The DynStruct macro can be applied to any #[repr(C)] struct that contains a dynamically sized array as its last field.

Example

#![cfg(feature = "derive")]
use dyn_struct2::DynStruct;

#[repr(C)]
#[derive(DynStruct)]
struct MyDynamicType {
    pub awesome: bool,
    pub number: u32,
    pub dynamic: [u32],
}

will produce a single impl-block with a new function. This function accepts all fields in the same order they were declared.
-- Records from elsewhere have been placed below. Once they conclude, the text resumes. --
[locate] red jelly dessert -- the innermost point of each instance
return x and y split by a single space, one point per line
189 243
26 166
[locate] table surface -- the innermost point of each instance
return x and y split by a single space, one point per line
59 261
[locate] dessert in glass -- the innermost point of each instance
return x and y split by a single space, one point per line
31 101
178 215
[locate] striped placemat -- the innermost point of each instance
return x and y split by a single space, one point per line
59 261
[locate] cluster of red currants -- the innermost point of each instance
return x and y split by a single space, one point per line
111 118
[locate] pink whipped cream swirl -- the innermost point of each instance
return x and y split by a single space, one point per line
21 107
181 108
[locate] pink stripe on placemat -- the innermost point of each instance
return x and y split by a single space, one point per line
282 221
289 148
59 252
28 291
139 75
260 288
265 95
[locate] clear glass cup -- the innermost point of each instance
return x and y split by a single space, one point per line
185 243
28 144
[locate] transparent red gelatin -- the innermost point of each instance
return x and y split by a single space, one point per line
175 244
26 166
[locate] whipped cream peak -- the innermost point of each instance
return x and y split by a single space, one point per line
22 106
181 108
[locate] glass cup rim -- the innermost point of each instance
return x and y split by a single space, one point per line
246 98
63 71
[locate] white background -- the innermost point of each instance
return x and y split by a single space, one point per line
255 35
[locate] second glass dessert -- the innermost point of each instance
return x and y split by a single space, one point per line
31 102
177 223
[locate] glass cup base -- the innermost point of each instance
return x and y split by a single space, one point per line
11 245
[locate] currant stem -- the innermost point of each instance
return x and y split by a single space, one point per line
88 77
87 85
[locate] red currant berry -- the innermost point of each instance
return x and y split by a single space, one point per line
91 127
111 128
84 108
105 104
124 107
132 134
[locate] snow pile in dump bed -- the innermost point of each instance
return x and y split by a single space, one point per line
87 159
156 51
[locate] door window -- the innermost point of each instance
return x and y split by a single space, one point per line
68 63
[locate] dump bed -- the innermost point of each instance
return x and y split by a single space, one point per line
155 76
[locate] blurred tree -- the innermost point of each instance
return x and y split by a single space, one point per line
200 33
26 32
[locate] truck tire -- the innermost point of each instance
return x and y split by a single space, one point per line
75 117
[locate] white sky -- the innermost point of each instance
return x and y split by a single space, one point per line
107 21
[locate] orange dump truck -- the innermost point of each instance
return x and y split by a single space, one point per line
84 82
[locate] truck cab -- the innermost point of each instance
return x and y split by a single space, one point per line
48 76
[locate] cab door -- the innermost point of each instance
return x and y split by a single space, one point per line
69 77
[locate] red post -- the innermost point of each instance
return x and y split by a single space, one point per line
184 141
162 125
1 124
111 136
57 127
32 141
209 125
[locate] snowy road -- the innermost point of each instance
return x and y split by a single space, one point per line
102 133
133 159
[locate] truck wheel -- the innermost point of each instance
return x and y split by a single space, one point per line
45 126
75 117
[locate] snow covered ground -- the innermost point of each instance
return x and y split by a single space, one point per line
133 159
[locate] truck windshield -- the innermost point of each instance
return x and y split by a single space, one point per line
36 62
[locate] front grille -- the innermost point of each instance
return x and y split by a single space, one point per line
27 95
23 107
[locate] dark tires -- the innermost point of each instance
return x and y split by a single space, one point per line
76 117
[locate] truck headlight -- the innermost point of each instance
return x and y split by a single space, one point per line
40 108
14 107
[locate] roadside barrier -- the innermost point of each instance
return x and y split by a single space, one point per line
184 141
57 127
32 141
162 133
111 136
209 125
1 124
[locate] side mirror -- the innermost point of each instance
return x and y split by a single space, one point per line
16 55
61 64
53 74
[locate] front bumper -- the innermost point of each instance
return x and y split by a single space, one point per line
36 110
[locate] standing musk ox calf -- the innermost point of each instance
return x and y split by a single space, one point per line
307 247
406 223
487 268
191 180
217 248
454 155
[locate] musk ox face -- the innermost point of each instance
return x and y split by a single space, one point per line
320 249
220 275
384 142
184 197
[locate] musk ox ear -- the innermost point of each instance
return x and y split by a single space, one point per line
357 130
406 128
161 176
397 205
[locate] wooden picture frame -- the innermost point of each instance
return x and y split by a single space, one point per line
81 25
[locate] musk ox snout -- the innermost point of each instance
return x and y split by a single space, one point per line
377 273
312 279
The last field, however, must be a DynArg:

# use dyn_struct2::DynArg;
#
# #[repr(C)]
# struct MyDynamicType {
#     pub awesome: bool,
#     pub number: u32,
#     pub dynamic: [u32],
# }

impl MyDynamicType {
    pub fn new(awesome: bool, number: u32, dynamic: DynArg<[u32]>) -> Box<MyDynamicType> {
        // ... implementation details ...
        todo!()
    }
}

Due to the nature of dynamically sized types, the resulting value has to be built on the heap. For safety reasons we currently only allow returning Box, though in a future version we may also allow Rc and Arc. In the meantime it is possible to use Arc::from(MyDynamicType::new(...)).

The DynStruct datatype

DynStruct is a generic type which can take on the shape of any DST which has #[repr(C)]. It consists of a head (which may be a single value or tuple of your statically-sized fields), and a tail (which may be the DST), and is literally just:

#[repr(C)]
#[derive(Debug, Clone, Copy, PartialEq, Eq, PartialOrd, Ord, Hash)]
pub struct DynStruct<Header, Tail: ?Sized> {
    pub header: Header,
    pub tail: Tail
}

The key method in DynStruct is DynStruct::transmute, which allows you to marshal this into any dynamically-sized structure. This is an unsafe but easy way to create safe constructors for your own DSTs:

# use dyn_struct2::{DynStruct, DynArg};
#
# #[repr(C)]
# struct MyDynamicType {
#     pub awesome: bool,
#     pub number: u32,
#     pub dynamic: [u32],
# }

impl MyDynamicType {
    pub fn new(awesome: bool, number: u32, dynamic: DynArg<[u32]>) -> Box<MyDynamicType> {
        // This is the actual generated body of MyDynamicType if you use #[derive(DynStruct)]!
        let dyn_struct = DynStruct::new((awesome, number), dynamic);
        unsafe { dyn_struct.transmute() }
    }
}

DynArg

DynArg is a wrapper for dynamically-sized types so that you can consume them and pass them as arguments to a function. You create a DynArg with the macro dyn_arg!(arg).

Once you call dyn_arg!(arg), arg is effectively consumed. However it is not dropped unless you pass the dyn_arg to a DynStruct constructor, and then drop the constructed value. If you just ignore the dyn_arg then arg will leak, which is technically safe behavior but be aware.